Often, we joke together as managers of companies or of people that our goal is “world domination” or “to crush the competition.” But no matter how stated, the primary goal of an enterprise is to make money.
The three measures of progress
How do you measure progress toward such an undefined goal? We measure it by profit orrevenue in dollars. But that is a number in a vacuum without at least two other measures: return on investment (ROI) and percentage of net profit to revenue.
Comparing ourselves to the giants
Microsoft, Google, Amazon and other great firms generate billions of revenues and profits and even have a high ROI and high net profit percentage. But some of our own small businesses have even higher percentages of return on investment and percentage of net to gross. So, the amount of money made is a number in a vacuum without the rest of the tools to tell the story.
How about companies formed to profit and give to charity?

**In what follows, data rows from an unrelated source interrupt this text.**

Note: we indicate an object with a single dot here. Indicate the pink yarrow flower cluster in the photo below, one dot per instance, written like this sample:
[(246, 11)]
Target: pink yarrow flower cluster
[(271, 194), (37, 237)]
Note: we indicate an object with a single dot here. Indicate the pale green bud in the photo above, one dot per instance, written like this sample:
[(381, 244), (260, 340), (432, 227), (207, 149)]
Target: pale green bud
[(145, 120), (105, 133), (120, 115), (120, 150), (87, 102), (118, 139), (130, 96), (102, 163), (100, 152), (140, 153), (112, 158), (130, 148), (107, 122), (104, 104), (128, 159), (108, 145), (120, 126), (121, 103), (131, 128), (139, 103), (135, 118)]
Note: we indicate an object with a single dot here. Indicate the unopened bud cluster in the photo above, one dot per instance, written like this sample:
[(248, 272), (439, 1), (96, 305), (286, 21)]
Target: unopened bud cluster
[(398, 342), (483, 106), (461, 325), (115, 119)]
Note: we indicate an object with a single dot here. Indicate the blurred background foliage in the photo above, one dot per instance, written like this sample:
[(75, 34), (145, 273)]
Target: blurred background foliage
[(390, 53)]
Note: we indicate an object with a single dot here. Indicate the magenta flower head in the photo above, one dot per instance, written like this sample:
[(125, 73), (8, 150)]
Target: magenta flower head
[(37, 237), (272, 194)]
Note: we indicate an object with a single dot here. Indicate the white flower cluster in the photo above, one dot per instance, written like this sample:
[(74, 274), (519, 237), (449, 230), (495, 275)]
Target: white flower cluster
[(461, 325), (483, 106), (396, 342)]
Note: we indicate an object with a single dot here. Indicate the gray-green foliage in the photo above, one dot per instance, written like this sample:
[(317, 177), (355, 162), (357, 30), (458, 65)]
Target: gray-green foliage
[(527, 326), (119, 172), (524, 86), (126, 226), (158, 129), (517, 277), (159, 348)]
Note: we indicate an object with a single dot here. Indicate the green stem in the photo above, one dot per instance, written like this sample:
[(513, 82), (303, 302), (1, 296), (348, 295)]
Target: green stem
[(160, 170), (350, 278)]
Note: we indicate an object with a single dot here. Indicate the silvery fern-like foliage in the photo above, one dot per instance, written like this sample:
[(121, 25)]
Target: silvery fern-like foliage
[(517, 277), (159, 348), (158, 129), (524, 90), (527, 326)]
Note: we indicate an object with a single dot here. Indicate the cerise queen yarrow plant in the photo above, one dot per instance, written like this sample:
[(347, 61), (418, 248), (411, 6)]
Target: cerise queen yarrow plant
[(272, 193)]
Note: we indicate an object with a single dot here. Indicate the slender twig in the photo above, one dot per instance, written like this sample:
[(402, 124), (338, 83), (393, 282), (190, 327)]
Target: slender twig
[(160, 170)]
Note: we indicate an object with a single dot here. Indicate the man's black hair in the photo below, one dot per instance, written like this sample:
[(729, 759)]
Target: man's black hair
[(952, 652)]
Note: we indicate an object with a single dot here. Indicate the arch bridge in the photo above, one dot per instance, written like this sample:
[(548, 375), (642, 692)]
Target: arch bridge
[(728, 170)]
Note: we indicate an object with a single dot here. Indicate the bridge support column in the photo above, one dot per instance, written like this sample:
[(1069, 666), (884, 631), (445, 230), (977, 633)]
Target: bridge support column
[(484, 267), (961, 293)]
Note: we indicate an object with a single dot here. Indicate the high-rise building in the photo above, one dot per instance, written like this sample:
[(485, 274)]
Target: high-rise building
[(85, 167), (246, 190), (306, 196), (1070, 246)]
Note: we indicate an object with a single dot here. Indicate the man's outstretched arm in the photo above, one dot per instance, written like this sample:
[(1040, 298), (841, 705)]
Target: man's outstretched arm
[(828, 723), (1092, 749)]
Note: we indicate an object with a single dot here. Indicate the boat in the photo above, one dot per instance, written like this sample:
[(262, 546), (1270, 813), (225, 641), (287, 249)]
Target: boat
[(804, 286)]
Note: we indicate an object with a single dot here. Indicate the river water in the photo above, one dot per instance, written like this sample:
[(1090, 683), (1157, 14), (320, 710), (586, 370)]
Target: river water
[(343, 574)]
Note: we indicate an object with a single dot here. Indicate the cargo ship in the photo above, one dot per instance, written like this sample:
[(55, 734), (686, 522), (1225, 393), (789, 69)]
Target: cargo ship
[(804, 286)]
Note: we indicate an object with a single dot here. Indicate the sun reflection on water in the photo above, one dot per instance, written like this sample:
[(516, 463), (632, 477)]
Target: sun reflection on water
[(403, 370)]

Many entrepreneurs begin their venture with the lofty goal that some portion of their eventual profits will be given to a sponsored foundation or directly to charity. Some form “B” corporations to codify their vision into the articles of incorporation. This certainly seems a satisfactory way to “do well by doing good” or serving the needs of others. Investors often have a problem with this though and are put off by the altruistic split of profit and attention by those founders.
And who do we serve with our profits?
[Email readers, continue here…] It is common and certainly appropriate to tell the world that our profits and success serves not just our shareholders but our stakeholders, which include employees, suppliers and customers in that mix. A strong, secure company pays its bills on time, follows through on promises to its customers, and pays its employees a fair base and incentive compensation. Companies living on the edge or losing money often cannot make those vital promises, affecting its reputation, security and equity value.
An easy response to “world domination”
The next time someone tells you that their goal is world domination, you might politely smile and remind them that a more modest goal might better serve the stakeholders over time and that it might be a bit easier to accomplish.
While ultimately revenues and profits are the goals of an on-going business (and scaling by size or assets makes complete sense), in the short and mid-term some start-ups are clearly designed to convince potential buyers that the business has high potential for revenues and profits (even at the cost of many years of losses and/or low revenues). Some (maybe, many?) start-ups are targeted to a successful sale or IPO rather than immediate profitability — we have seen high valuations for companies with negative profits.